Bislang gibt es in vier Branchen Vereinbarungen, bei denen die Lohnuntergrenze auch im kommenden Jahr unter 8,50 Euro liegen wird. Betroffen sind Wäschereidienstleistungen sowie die ostdeutschen Tarifgebiete für Pflegekräfte, Gebäudereinigung und Leiharbeit. Die Verträge wurden allerdings schon vor der Koalitionsvereinbarung über einen gesetzlichen Mindestlohn geschlossen.

Ein Sonderfall ist das Friseurhandwerk, für das aufgrund der schwachen Tarifbindung die Voraussetzungen für die Aufnahme in das Entsendegesetz nicht vorlagen. Die Vereinbarung zwischen einigen Innungen und der Gewerkschaft ver.di wurde im November 2013 auf Grundlage des Tarifvertragsgesetzes für allgemeinverbindlich erklärt.

Quasi kurz vor Toresschluss versuchen Gewerkschaften und Unternehmerverbände in bislang kaum tariflich gebundenen Bereichen jetzt noch Flächentarifverträge abzuschließen. Denn die Zeit drängt: Das Prozedere vom Tarifabschluss bis zur Aufnahme ins Entsendegesetz und zur Rechtskraft durch Veröffentlichung im Bundesanzeiger dauert mehrere Monate, und am 31. Dezember 2014 ist Zapfenstreich.

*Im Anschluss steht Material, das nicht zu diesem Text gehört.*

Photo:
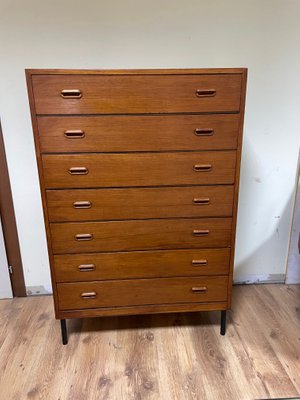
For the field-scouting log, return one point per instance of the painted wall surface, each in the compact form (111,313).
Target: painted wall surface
(262,35)
(5,285)
(293,265)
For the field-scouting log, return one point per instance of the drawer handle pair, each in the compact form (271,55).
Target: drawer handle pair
(89,295)
(78,171)
(199,289)
(199,201)
(200,232)
(82,204)
(71,94)
(82,237)
(74,134)
(205,93)
(86,267)
(202,167)
(199,263)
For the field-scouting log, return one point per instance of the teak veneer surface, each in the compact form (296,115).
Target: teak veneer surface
(139,169)
(121,133)
(139,175)
(132,94)
(139,203)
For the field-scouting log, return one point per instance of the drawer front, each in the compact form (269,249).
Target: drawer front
(84,237)
(141,264)
(137,203)
(78,94)
(137,133)
(135,292)
(141,169)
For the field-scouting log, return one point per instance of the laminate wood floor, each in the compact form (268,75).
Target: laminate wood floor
(161,357)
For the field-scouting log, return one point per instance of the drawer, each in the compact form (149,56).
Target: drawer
(85,295)
(107,94)
(137,133)
(137,203)
(141,264)
(138,169)
(84,237)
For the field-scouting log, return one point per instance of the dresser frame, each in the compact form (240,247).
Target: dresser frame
(166,308)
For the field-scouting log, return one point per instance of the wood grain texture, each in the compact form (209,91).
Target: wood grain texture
(137,133)
(152,71)
(106,94)
(140,235)
(139,203)
(135,292)
(141,264)
(134,96)
(237,182)
(139,169)
(163,356)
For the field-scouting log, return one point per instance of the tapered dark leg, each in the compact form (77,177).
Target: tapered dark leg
(223,322)
(64,333)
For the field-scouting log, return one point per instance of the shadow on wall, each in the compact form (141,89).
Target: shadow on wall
(262,226)
(293,265)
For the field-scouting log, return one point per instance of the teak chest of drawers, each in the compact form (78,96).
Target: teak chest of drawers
(139,175)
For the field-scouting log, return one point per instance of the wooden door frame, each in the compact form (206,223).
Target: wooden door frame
(9,227)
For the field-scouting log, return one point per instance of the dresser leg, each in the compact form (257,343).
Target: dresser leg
(223,322)
(64,333)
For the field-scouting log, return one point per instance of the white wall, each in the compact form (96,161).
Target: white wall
(262,35)
(5,285)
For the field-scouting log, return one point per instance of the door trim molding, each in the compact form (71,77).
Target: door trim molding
(9,226)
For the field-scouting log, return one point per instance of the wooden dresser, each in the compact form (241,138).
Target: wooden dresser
(139,174)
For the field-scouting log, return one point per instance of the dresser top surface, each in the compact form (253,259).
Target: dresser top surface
(183,71)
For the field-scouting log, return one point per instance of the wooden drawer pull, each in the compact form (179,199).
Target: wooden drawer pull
(78,171)
(82,204)
(198,263)
(198,201)
(202,167)
(203,132)
(81,237)
(89,295)
(74,134)
(205,93)
(199,289)
(71,94)
(200,232)
(86,267)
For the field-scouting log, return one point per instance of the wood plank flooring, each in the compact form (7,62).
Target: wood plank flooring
(161,357)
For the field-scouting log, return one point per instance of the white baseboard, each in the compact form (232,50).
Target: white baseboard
(258,279)
(38,290)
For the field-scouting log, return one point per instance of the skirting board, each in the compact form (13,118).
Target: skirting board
(258,279)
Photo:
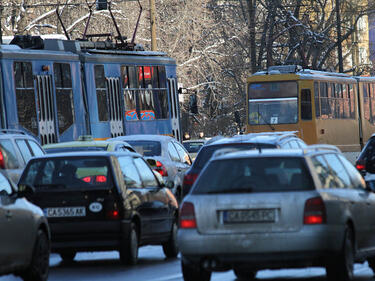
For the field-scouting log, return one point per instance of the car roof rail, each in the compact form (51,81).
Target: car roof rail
(318,147)
(12,131)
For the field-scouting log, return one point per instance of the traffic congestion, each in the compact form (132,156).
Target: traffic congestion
(247,205)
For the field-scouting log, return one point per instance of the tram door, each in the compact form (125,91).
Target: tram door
(175,114)
(116,121)
(46,118)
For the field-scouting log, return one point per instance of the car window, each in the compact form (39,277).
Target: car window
(356,177)
(184,155)
(339,171)
(268,174)
(130,172)
(327,177)
(146,173)
(146,148)
(9,154)
(37,150)
(25,151)
(173,153)
(5,186)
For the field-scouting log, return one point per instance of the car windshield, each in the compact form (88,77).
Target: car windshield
(146,148)
(67,173)
(193,147)
(268,174)
(207,151)
(75,148)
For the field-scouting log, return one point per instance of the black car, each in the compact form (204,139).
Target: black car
(239,142)
(99,201)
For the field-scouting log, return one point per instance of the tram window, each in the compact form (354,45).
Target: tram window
(306,113)
(125,77)
(155,77)
(352,94)
(101,93)
(147,76)
(366,102)
(162,77)
(64,95)
(316,97)
(324,104)
(133,81)
(130,105)
(25,97)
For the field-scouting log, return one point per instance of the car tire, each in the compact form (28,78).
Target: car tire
(342,266)
(68,256)
(39,267)
(192,272)
(129,247)
(170,248)
(244,274)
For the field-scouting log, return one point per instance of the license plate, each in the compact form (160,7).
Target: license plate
(65,212)
(253,215)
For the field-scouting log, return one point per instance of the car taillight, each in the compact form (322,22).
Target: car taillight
(2,163)
(187,216)
(189,179)
(160,168)
(315,211)
(113,214)
(101,179)
(360,166)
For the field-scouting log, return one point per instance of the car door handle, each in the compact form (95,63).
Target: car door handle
(8,215)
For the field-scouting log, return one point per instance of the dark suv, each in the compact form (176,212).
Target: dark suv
(287,140)
(100,201)
(16,149)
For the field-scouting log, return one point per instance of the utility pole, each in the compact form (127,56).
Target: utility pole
(153,25)
(339,42)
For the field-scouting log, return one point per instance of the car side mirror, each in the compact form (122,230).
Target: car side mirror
(370,166)
(25,190)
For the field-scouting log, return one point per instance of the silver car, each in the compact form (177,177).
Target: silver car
(24,232)
(267,209)
(165,155)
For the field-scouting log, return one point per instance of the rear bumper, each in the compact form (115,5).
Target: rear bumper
(308,247)
(88,236)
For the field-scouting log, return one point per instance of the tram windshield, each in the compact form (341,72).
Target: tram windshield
(273,103)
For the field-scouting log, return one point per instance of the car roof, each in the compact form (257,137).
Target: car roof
(298,152)
(88,153)
(268,138)
(144,137)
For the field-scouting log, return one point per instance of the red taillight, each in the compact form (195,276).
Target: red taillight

Mit dem dicksten Brocken ist die IG BAU beschäftigt. Sie verhandelt mit mehreren Arbeitgeberverbänden über Tarifverträge für 800 000 Beschäftigte der Land-, Forst- und Gartenbauwirtschaft. Dazu gehören auch die saisonalen Erntehelfer. Gewerkschaftssprecher Ruprecht Hammerschmidt räumte auf Nachfrage ein, dass bei den Verhandlungen für einige Beschäftigtengruppen im Zuge der Verhandlungen Vergütungen vereinbart werden könnten, die zunächst unterhalb des gesetzlichen Mindestlohns liegen. Durch Erhöhungen in mehreren Stufen wolle man allerdings sicher stellen, dass die 8,50 Euro bereits vor Ende 2016 erreicht werden. Tarifverträge, die dies nicht beinhalten, werde man nicht unterschreiben. Dann müssten die Unternehmen eben sehen, wie sie mit 8,50 Euro ab Anfang 2015 klarkommen. Die von der Koalition vor einigen Tagen beschlossenen »Modifizierungen« für Saisonkräfte schätzt Hammerschmidt nicht als gravierend ein. Denn dabei gehe es um die mögliche Anrechnung von Kost und Logis und die Befreiung von Sozialabgaben und nicht um die eigentliche Lohnhöhe.

Ähnlich sieht man das bei der Gewerkschaft Nahrung-Genuss-Gaststätten (NGG). Es sei positiv, dass man beispielsweise den quasi tariflosen Zustand bei der Fleischverarbeitung beendet habe, und man werde den gesetzlichen Mindestlohn für alle Beschäftigten der Branche bereits vor Ende 2016 erreichen. Denkbar seien noch ähnliche Vereinbarungen im Hotel- und Gaststättengewerbe und im Bäckerhandwerk, doch man sehe sich dabei keineswegs unter Druck, so NGG-Sprecherin Karin Vladimirov gegenüber »nd«.

Keinerlei Bewegung gab es dagegen bei den Zeitungszustellern. Die Verlage hatten Gespräche über einen Mindestlohntarifvertrag kategorisch abgelehnt. Beim Taxigewerbe gebe es zwar Gesprächsbereitschaft, doch bislang existiere kein tariffähiger Arbeitgeberverband, erklärte ein ver.di-Sprecher auf Anfrage.

Reinhard Bispinck, der das Tarifarchiv des Wirtschafts- und Sozialwissenschaftlichen Instituts (WSI) der DGB-nahen Hans-Böckler-Stiftung leitet, findet es vertretbar, dass die Gewerkschaften in einigen Bereichen temporäre Ausnahmen vom Mindestlohn akzeptieren, um im Gegenzug dort verbindliche tarifliche Strukturen zu etablieren. Viele Unternehmerverbände hätten »einfach hoch gepokert« und darauf gesetzt, dass es für ihre Branchen Ausnahmeregelungen gibt. So gesehen säßen die Gewerkschaften jetzt am längeren Hebel. Bispinck geht allerdings davon aus, dass viele Unternehmen versuchen werden, sowohl den gesetzlichen Mindestlohn als auch die allgemeinverbindlichen Tarifverträge zu unterlaufen, z.B. durch Scheinselbstständigkeit. Da hänge es dann vor allem von der Qualität der Kontrollen ab, ob Lohndumping durch die Hintertür verhindert werden könne.